Santé et bien-être

« Entrer dans l’univers hospitalier, c’est aussi entrer dans un milieu inhospitalier »

Les hôpitaux ne sont évidemment pas des lieux que les parents aiment fréquenter. Mais, parfois, c’est un passage obligé pour son enfant, que ce soit pour de simples examens, une opération chirurgicale ou tout autre parcours de soins plus long. Comment préparer son enfant à tout cela et se préparer en tant que parent ? On en parle avec Sylviane Legros, neuropsychiatre et anthropologue de la santé.

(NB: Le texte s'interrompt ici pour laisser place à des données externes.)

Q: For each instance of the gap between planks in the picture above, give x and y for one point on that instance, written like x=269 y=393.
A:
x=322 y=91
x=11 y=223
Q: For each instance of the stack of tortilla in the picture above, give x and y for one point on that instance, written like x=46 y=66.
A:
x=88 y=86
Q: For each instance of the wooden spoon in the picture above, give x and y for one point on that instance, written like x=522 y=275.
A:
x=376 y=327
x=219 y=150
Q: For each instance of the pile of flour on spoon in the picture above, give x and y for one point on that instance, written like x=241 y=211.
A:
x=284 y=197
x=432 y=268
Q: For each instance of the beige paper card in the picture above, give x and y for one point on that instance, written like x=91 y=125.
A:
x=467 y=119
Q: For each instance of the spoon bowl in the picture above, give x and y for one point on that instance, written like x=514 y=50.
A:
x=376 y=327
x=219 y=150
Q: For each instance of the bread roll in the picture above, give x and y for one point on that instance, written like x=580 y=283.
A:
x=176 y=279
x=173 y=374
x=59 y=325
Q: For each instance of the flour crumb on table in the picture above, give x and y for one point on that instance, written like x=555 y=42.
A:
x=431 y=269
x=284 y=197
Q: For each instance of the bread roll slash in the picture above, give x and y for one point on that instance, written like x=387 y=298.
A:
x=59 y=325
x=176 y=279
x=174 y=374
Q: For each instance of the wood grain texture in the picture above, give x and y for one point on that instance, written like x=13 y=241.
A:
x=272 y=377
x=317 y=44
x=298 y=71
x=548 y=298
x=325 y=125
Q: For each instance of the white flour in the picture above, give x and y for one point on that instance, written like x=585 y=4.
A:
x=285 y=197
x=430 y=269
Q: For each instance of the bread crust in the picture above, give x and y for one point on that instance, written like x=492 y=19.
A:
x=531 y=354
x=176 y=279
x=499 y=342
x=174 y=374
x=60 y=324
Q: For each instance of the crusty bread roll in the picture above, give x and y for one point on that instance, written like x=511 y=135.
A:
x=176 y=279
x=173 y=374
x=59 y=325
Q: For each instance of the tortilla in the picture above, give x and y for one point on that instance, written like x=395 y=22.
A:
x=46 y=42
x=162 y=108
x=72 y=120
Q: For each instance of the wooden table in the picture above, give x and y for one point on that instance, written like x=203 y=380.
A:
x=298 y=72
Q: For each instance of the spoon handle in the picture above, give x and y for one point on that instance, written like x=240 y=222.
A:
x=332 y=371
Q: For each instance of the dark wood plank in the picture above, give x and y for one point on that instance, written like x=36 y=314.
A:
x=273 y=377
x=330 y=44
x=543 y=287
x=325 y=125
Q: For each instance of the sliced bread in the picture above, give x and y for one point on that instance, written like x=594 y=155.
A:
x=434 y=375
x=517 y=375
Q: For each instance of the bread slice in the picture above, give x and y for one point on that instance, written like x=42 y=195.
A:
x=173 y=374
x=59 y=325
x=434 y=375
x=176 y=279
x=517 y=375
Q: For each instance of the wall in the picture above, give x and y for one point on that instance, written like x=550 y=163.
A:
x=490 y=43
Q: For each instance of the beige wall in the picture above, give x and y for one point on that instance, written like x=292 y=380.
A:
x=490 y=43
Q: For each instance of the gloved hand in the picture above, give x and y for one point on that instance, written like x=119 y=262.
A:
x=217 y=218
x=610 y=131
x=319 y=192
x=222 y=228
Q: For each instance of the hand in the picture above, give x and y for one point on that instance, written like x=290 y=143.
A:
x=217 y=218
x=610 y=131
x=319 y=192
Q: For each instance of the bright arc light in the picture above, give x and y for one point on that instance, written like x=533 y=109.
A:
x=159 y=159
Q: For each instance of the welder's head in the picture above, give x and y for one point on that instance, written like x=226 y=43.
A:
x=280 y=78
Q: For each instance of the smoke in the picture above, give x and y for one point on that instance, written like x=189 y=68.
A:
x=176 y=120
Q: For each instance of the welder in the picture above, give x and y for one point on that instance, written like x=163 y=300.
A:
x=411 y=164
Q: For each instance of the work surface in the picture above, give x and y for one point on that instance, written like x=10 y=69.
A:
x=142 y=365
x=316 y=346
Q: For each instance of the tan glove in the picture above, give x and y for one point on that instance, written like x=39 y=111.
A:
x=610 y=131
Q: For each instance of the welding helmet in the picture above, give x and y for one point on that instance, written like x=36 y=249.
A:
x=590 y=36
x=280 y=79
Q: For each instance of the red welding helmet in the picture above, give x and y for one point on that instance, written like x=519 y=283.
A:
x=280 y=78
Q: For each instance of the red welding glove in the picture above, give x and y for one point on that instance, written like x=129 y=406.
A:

Entrer dans une unité pédiatrique, c’est souvent faire une plongée dans un univers très contrasté, à la fois tout doux et très froid. D’un côté, un décor coloré, rassurant. De l’autre, des appareils médicaux, des protocoles sanitaires et un acte chirurgical ou un examen à effectuer. Ce contraste, les enfants le ressentent, ce qui va nécessairement générer du stress.  Cette mécanique négative peut-elle être contrariée ? Oui, et, comme très souvent, les parents ont un rôle central à jouer.

Vous avez co-écrit il y a quelques années une brochure intitulée Mon enfant va être hospitalisé. Comment le préparer ? (Malheureusement épuisée à ce jour). D’où vous est venue cette idée ?
 Sylviane Legros : « C’est suite à un épisode hospitalier de mes enfants qu’une collègue m’a incitée à me lancer dans la rédaction de cette brochure. Jeune maman, j’avais dû laisser mes jumeaux de 2 mois une nuit à l’hôpital pour un test de sommeil. On m’avait dit : ‘Attendez-vous à devoir revenir pour un deuxième enregistrement, c’est toujours compliqué avec des tout-petits, et encore plus quand ce sont des jumeaux’. Je n’ai pourtant pas eu à revenir, mes enfants ayant passé une nuit très calme, ce qui avait fortement étonné le personnel de l’hôpital. J’ai alors expliqué que j’avais préparé mes jumeaux à cet examen, que je leur avais montré l’environnement hospitalier la veille, que je leur avais expliqué avec des mots simples ce qui allait se passer. Les tout-petits comprennent quand on leur explique, ce que je savais par ma formation de psychiatre. Et puis, j’ai aussi été à bonne école avec mon père, chirurgien pédiatrique, qui passait beaucoup de temps avec ses jeunes patient·e·s avant les opérations. J’avais compris les bienfaits de cette préparation sur le plan psychologique et affectif. »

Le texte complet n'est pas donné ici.